Complex cooling channels can only be created using SLM. If the simulation shows that complex cooling channels offer the most potential for substantial improvement in production rate and part quality, the IQTemp team will suggest this design. The team will make that suggestion even if it is more expensive than using less complex channels, which are created from milling and vacuum brazing. However, if the simulation shows that both designs will produce the same results, they will suggest the less expensive solution of using less complex cooling channels.

While Hüsken and Boretius admit that they cannot yet create hybrid parts that feature laser-sintered and vacuum-brazed areas on a single part because of material constraints, the companies are currently conducting research. In some cases, conformal cooling channels for one mold are created using both technologies—one for the core and the other for the insert.

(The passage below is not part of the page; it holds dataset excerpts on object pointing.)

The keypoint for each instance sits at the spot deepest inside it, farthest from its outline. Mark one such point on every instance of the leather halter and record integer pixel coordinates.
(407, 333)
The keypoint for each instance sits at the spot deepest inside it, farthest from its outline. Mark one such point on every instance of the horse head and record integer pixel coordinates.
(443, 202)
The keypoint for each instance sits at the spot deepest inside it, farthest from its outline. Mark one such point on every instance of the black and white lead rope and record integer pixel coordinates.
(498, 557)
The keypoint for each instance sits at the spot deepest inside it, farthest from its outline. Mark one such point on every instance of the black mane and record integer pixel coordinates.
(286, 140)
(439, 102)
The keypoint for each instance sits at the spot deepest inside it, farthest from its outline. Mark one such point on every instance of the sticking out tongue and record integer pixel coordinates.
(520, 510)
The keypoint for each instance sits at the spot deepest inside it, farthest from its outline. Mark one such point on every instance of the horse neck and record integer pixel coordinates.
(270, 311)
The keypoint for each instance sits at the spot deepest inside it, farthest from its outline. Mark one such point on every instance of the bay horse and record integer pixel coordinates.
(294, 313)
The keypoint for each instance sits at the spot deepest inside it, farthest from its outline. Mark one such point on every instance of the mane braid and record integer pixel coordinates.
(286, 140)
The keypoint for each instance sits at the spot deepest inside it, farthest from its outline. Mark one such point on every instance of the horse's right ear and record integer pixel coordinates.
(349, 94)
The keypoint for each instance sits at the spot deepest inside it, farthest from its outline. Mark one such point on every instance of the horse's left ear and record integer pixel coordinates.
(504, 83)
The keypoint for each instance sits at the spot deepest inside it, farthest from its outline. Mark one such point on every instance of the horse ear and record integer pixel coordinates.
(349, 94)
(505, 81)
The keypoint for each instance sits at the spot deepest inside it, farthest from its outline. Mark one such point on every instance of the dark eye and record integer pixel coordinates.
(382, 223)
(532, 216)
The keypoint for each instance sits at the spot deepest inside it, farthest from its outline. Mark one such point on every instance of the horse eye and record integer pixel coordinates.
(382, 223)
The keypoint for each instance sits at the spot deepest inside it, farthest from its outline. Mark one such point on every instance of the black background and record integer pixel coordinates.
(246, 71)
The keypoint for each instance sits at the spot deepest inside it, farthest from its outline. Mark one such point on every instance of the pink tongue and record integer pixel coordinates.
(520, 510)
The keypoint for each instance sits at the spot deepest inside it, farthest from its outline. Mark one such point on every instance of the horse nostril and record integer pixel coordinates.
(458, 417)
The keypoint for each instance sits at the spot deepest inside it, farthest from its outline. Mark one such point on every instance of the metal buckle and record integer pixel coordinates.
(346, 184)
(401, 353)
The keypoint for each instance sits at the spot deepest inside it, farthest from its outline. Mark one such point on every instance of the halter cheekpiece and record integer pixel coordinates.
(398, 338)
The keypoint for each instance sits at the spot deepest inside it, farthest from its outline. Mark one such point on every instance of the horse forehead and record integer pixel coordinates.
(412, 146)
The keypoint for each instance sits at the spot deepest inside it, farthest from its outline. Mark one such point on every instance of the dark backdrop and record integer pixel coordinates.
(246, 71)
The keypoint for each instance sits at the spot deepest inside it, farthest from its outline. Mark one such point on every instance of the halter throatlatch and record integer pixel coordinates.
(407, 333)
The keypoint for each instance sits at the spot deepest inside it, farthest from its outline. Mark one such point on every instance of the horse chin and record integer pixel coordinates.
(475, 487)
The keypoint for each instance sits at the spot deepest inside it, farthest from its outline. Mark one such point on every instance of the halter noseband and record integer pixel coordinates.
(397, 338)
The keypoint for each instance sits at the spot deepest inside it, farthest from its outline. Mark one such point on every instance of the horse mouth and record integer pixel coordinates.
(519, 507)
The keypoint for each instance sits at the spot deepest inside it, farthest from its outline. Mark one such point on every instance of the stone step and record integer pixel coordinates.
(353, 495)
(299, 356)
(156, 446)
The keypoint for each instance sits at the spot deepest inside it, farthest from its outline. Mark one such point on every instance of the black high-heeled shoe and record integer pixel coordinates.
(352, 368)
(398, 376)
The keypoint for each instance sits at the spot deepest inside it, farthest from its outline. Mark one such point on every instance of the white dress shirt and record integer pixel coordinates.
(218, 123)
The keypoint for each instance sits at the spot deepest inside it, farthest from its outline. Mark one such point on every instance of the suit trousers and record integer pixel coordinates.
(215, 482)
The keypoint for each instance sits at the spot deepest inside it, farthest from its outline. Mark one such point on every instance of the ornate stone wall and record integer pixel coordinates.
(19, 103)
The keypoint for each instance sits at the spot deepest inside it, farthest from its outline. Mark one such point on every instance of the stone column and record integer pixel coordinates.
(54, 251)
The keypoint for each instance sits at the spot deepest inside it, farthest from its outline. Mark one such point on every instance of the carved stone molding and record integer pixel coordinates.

For example, IQTemp designed and manufactured an injection mold that had cycle times of 32.8 seconds with a cooling time of 18 seconds without conformal cooling. Cooling channels with an enhanced-flow design to create a highly turbulent flow inside the cooling channels could make the mold more efficient. Specifically, CFD analysis showed that this type of conformal cooling channel could reduce the cooling phase to 9.5 seconds, a time savings of about 47 percent. The mold insert was vacuum-brazed, while the mold core was laser-sintered.

IQTemp’s analysis showed that the creation of less complex, less expensive cooling channels using milling and vacuum brazing were sufficient for the mold insert to achieve the required reduction in cooling. However, the mold core needed complex channels to achieve the desired result, and laser sintering was the only option.